No he resistido a la tentación de copiar ahora este párrafo (ya veremos, cuando haya que preparar el texto para publicarlo), porque, con toda su grosería, lo encuentro sabroso y expresivo. Como el faro de un automóvil que, inesperadamente, ilumina una escena torpe en el rincón de algún jardín público, esas palabras revelan de golpe la índole de los personajes y la naturaleza de sus relaciones, y no me refiero tanto a las relaciones carnales como a las relaciones psicológicas. El joven Tadeo estuvo siempre a la defensiva con ella; desde el primer momento. Siempre le desconfió y la temió, detestando quizás lo que había de dañino en su persona, aunque quizás sin darse cabal cuenta de en qué podía consistir o dónde residía la amenaza.
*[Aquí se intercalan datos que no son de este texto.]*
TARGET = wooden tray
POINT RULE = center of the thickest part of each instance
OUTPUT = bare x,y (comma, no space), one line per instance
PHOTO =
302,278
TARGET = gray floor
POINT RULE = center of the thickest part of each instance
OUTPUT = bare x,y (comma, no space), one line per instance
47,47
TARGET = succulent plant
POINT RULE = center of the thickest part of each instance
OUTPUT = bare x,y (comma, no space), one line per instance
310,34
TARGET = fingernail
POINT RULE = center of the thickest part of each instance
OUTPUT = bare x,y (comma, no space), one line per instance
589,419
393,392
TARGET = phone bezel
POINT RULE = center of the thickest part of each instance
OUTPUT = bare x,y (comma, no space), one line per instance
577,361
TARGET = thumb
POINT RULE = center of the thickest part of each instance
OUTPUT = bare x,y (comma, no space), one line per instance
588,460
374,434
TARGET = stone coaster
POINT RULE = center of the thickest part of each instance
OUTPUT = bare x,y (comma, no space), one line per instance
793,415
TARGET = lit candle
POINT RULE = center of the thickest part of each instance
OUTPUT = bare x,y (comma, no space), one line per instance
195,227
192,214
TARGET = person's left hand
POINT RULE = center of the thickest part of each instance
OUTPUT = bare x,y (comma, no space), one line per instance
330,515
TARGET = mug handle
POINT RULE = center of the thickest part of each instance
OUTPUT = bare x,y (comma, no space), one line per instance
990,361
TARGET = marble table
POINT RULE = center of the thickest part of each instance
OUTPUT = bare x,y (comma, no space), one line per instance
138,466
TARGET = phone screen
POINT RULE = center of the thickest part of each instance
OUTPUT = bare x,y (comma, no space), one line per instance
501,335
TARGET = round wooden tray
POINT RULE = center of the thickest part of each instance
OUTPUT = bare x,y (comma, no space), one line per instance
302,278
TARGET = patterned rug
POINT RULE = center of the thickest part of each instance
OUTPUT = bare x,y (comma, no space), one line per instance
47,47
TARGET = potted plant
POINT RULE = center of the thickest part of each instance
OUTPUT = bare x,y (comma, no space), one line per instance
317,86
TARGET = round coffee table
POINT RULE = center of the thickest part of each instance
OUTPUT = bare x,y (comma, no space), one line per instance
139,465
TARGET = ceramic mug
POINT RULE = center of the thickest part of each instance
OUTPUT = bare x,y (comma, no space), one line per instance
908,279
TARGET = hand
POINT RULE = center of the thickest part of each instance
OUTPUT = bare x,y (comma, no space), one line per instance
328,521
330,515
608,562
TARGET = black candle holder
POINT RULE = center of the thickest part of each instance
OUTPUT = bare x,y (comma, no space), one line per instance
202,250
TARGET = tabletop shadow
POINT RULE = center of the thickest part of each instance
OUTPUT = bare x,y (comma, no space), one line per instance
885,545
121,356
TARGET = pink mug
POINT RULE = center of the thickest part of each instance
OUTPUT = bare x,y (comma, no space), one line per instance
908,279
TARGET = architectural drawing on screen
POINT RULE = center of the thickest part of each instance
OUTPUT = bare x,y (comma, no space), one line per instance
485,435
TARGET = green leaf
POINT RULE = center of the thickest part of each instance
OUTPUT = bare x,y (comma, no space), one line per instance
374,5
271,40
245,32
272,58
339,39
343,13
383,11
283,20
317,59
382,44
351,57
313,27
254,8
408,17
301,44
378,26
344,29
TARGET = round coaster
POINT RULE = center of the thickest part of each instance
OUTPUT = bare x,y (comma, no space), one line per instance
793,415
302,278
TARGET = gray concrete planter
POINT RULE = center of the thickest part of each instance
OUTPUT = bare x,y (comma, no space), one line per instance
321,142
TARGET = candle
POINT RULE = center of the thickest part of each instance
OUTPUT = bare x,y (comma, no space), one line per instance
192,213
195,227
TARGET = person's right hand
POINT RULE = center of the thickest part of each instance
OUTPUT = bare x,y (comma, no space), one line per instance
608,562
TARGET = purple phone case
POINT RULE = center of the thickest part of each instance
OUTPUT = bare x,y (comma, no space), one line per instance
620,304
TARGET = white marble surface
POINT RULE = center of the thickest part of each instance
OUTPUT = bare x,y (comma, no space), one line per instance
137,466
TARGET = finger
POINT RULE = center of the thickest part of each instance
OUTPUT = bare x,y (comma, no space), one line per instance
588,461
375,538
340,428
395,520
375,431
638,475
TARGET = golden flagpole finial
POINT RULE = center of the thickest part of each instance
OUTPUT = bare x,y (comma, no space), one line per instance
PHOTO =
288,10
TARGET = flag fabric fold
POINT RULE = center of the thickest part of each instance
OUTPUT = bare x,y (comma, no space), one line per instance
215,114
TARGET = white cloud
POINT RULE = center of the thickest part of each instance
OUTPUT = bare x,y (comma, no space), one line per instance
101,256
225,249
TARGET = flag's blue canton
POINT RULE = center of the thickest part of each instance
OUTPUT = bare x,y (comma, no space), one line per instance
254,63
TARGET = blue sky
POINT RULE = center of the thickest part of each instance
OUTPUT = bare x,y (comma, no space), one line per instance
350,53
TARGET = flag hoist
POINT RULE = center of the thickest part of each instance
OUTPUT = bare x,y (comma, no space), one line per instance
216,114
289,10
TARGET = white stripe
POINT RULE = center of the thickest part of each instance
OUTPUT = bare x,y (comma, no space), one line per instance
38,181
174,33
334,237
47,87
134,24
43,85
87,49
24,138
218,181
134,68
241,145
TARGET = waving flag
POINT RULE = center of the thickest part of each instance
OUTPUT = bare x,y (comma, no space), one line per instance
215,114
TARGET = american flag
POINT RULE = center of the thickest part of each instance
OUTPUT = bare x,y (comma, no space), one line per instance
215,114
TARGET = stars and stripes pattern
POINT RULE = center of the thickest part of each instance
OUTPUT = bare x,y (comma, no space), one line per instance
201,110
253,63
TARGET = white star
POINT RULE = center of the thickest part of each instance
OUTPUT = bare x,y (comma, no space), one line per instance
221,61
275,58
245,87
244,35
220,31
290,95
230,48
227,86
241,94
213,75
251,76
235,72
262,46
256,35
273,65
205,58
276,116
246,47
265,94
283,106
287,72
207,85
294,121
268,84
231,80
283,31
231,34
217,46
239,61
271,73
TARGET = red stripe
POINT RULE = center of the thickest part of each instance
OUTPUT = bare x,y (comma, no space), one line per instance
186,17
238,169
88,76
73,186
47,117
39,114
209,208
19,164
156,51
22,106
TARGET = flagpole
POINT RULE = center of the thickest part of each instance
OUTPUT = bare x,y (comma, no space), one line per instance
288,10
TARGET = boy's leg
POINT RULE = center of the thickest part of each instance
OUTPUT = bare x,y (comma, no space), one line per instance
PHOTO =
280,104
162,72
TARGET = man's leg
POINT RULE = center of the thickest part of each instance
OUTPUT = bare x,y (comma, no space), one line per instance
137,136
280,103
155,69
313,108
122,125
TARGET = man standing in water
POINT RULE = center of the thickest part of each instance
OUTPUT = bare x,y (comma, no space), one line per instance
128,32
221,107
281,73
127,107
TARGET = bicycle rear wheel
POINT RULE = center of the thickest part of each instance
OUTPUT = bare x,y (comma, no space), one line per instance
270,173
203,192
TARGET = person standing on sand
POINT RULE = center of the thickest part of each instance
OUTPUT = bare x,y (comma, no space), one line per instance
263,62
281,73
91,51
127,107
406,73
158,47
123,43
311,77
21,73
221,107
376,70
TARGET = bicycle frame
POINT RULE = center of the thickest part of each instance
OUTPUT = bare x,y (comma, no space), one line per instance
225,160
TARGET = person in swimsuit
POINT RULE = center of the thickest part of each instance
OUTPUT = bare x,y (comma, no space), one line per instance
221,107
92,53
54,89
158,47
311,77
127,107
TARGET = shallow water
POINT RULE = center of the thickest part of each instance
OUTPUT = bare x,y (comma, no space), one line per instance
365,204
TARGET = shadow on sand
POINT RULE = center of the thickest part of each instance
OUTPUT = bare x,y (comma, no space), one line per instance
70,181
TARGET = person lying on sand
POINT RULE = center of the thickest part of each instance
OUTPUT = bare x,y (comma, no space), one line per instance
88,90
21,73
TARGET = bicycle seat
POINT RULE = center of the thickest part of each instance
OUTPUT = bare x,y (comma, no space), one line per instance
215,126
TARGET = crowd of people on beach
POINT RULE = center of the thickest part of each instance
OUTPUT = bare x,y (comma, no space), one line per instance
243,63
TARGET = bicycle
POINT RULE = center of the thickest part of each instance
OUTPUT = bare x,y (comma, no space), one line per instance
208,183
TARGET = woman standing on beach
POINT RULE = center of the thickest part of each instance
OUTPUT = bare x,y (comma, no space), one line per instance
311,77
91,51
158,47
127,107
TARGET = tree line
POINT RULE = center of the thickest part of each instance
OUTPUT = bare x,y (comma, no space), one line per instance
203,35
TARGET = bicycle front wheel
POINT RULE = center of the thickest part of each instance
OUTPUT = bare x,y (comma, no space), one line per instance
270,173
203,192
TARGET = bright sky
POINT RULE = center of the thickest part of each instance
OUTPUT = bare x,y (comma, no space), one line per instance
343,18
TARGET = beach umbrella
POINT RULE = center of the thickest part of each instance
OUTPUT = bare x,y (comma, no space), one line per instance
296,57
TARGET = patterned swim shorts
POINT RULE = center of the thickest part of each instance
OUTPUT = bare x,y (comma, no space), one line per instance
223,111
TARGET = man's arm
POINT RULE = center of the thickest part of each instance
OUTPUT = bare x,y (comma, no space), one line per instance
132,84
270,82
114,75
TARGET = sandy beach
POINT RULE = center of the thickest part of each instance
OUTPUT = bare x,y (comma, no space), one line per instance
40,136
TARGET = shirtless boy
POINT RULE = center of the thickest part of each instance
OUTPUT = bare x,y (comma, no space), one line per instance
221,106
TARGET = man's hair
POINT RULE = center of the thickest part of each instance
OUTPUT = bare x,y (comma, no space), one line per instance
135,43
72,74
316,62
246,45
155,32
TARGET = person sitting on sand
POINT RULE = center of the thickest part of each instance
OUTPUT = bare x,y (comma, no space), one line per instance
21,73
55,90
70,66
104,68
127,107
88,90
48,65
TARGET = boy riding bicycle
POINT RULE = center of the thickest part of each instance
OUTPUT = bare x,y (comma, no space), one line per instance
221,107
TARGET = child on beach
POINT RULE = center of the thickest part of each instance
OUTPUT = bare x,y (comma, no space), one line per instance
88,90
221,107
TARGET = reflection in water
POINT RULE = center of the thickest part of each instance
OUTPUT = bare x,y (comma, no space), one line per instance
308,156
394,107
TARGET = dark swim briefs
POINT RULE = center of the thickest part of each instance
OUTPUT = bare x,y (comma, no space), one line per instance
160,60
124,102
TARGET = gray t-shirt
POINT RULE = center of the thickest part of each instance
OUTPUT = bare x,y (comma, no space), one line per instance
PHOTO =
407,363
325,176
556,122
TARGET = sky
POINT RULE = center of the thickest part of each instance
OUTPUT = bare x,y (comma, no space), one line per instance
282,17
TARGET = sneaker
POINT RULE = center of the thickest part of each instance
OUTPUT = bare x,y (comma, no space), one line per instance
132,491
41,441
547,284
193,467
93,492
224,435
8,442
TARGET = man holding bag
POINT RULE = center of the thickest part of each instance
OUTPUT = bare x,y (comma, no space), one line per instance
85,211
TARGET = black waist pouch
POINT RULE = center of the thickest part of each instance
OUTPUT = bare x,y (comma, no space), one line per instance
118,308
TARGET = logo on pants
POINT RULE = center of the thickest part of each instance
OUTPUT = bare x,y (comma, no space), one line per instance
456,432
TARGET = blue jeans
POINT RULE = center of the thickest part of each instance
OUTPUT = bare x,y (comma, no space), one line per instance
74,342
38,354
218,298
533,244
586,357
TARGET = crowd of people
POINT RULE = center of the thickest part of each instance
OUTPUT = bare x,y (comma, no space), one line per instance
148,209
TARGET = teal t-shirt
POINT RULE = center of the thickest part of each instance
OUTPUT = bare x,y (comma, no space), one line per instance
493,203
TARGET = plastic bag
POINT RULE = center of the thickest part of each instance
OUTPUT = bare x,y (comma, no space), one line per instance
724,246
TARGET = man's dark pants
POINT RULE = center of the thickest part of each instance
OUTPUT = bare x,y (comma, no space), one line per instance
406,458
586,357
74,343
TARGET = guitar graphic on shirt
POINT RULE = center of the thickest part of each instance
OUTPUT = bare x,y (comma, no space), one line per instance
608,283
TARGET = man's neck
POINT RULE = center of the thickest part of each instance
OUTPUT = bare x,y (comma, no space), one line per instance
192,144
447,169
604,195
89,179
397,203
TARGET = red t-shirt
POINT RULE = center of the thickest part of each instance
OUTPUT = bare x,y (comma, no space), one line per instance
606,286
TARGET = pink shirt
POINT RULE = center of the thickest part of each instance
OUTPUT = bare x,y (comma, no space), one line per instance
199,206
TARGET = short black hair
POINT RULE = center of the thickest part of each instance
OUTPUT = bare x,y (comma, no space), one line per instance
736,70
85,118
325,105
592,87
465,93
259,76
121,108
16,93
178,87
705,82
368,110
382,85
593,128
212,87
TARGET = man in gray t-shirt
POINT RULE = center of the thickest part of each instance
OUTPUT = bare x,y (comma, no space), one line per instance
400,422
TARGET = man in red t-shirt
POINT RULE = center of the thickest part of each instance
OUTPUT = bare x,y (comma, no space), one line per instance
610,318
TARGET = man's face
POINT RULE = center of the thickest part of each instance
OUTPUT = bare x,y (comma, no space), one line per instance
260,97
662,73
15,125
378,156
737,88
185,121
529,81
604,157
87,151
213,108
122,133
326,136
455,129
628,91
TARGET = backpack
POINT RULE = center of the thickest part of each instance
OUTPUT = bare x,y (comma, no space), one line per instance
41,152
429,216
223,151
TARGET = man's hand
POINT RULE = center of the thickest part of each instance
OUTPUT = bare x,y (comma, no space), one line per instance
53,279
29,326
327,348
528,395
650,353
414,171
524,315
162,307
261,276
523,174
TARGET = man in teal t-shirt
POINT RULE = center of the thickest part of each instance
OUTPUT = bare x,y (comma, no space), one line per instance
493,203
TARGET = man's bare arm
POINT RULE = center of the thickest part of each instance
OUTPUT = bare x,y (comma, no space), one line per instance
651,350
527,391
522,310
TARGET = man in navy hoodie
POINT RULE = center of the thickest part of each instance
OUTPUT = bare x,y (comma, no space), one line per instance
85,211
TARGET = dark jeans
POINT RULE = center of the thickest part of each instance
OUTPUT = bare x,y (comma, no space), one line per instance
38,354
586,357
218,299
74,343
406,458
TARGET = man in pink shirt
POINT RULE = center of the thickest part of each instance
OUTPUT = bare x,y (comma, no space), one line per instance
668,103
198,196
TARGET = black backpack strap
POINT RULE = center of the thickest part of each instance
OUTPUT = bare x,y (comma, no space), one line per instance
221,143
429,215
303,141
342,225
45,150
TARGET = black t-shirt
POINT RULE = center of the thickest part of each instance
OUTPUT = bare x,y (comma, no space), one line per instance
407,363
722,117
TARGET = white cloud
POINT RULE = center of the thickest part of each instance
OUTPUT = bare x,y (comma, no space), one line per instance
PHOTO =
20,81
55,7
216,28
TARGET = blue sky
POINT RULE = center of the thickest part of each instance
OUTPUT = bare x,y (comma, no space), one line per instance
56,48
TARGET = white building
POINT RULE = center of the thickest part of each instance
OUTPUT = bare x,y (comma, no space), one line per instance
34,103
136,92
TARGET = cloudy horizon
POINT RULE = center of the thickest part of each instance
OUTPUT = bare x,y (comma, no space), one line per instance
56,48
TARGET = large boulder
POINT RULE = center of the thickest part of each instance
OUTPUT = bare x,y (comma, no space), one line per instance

"Yo lo comprendo; nunca tuve con ella otro trato que el superficial y mínimo, pero sí comprendo perfectamente el miedo de quienes se le acercaban más. Atraía, sin duda alguna, y asustaba al tiempo mismo. Hasta se me ocurre pensar… Después de los detalles que sobre su terrible muerte me ha contado mi tía Loreto, pienso que sólo el terror debió de ser lo que desencadenara la bestialidad de aquel idiota y moviera su mano asesina. Otra explicación, no la encuentro; esos crímenes estúpidos suelen tener raíces oscuras, pero muy simples. En el espíritu entenebrecido de aquel infeliz debió alzarse de pronto una ola de pánico al sentir entre sus brazos a la señora hermosa y aureolada de prestigio (sobre todo, esto: ¡la Primera Dama!), y ver que: sonreía, ¡a él!, y que lo acariciaba, ¡a él!; y que pretendía agradarle. Sí, me imagino su espanto. Aterrorizado, agarraría entonces el pedrusco, y golpearía, y golpearía, y golpearía, hasta dejarle la cabeza deshecha…
¡Pobre Primera Dama! Caída del trono, había perdido también por completo el dominio sobre sí misma, y se puso a emplear sus habituales armas sin ton ni son, del modo más insensato, concediendo sus favores a cualquiera, a los guardias de la prisión, al primero que los solicitaba (y «solicitar» es aquí, por otra parte, un eufemismo que suena a ironía sangrienta), en búsqueda ciega de alguna protección; braceando, desesperada, como el náufrago que sólo consigue así hundirse más y más.